Still not mobile-friendly? Uh-oh.

Published on July 7, 2017
/ Article By Jimmy Bisenius

As of April 21st 2015, Google expanded it’s use of responsive site filtering on mobile devices. If this is you’re first time hearing this, you’re in trouble, but chances are you’ve known something was happening for a while but didn’t quite know the whole gist. Thankfully, Google didn’t punish those who didn’t update their sites too harshly as only mobile search traffic was filtered, but there’s a lot of missed opportunities to be had in a responsive and updated web design.

As of the summer of 2015, over 50% of Google searches occur on mobile devices. If you’re still not responsive in 2017, talk about missed opportunities. For some odd reason, I see marketing departments across the nation wasting hours upon hours continuously struggling to drive sales and grow, yet continuing to neglect mobile traffic as a whole. Why?

It’s simple. If you’re looking for online growth, especially when targeting the 18-25 year old demographic or lower it is absolutely essential to optimize your site for mobile.

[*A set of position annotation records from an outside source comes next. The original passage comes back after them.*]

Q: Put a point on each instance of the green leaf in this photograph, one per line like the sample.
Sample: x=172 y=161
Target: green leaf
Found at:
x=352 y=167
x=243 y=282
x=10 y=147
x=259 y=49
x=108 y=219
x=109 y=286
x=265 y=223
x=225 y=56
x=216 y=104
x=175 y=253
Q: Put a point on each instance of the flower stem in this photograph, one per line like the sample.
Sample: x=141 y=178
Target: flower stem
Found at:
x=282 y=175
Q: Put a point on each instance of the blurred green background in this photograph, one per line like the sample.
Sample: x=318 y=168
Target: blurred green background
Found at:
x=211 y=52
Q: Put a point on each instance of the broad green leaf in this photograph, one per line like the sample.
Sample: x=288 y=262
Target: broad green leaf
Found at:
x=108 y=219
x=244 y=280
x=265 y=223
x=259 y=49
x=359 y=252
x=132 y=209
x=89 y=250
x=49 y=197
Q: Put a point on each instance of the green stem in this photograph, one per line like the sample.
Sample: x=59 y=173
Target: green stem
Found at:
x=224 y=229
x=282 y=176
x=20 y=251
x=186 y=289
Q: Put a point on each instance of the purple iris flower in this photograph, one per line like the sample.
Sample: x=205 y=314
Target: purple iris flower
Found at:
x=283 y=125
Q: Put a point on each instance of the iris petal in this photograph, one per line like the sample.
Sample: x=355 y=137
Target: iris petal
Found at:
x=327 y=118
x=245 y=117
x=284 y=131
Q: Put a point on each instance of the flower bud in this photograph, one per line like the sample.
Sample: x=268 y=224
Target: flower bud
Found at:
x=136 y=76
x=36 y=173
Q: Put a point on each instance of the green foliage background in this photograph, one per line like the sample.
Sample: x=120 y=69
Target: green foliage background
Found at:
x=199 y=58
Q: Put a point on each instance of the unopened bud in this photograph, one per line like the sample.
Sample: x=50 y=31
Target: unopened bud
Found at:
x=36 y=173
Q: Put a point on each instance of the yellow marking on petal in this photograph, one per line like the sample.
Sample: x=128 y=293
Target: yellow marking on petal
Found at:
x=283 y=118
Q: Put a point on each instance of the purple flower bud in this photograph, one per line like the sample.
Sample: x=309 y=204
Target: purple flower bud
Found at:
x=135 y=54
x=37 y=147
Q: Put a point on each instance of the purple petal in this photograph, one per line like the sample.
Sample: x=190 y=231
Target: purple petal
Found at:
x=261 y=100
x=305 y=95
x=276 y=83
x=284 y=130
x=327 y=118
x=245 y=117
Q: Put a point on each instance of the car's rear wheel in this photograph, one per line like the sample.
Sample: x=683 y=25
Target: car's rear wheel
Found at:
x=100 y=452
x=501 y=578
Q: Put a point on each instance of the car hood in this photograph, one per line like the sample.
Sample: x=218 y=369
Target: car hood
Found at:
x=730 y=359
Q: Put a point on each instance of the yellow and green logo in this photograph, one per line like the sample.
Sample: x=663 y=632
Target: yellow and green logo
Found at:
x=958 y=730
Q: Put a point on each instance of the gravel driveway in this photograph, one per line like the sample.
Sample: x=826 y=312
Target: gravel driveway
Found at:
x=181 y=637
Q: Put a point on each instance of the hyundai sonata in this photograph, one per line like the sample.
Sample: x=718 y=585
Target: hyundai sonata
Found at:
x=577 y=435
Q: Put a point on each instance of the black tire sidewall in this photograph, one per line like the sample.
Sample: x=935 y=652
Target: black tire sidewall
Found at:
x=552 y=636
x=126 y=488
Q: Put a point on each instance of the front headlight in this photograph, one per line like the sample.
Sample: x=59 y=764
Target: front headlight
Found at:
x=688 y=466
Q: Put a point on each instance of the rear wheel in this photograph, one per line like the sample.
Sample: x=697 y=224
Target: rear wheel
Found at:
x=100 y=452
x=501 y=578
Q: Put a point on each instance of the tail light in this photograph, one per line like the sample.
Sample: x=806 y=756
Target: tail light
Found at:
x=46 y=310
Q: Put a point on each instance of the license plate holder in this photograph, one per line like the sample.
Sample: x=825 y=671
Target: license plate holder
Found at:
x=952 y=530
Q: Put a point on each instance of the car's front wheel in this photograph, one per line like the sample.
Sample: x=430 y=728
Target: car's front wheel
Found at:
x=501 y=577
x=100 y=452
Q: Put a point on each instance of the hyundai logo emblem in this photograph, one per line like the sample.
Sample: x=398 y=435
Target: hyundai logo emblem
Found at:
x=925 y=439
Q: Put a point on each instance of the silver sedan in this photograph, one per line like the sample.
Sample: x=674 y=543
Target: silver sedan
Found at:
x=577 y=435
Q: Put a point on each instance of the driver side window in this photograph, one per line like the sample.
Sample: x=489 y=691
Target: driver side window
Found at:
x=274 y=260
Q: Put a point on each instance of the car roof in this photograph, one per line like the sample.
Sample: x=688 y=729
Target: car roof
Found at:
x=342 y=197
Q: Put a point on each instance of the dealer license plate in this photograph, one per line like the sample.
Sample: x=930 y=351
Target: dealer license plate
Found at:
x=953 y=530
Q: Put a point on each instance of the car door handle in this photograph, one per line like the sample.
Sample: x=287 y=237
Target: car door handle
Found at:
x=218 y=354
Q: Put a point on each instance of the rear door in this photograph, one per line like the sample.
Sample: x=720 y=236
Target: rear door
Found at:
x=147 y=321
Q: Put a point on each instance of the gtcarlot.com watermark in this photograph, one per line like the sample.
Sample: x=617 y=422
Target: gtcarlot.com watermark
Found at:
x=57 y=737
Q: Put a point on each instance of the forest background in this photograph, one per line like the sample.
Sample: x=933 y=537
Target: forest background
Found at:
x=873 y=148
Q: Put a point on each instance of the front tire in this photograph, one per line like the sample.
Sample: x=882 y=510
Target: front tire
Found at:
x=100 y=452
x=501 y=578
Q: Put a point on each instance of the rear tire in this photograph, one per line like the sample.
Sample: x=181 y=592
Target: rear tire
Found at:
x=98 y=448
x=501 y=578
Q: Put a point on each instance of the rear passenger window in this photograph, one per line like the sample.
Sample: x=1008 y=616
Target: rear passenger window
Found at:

In fact, Google has reported that 61% of visitors are unlikely to return if they had accessibility problems on a mobile device, and 40% will visit a competitors site instead. By not optimizing for mobile, you’re not only losing your own traffic, you’re essentially handing it right over to the competitor. Ideally, the best way to deliver a consistent experience on the web across devices is to build your website mobile-first, meaning that the functionality across all devices remains the same as well as the layout across devices, in order to deliver a consistent experience for users.

Overall Points

  • Google is going to begin sorting mobile searches by mobile experience. By not going responsive, you’re at risk of losing over 50% of possible mobile traffic originating from organic Google search.
  • Even if you do still get organic mobile traffic on your site, 61% of visitors are unlikely to return to a site if they’ve had accessibility issues on mobile, and 40% end-up going to a competitors site.
  • If you do want to optimize your website for mobile, build from the ground up and go mobile-first. This is important to keep the user experience consistent between devices.
  • Building a consistent user experience on the web is a serious investment of time and labor. Don’t take shortcuts on your website and your investment will return ten-fold.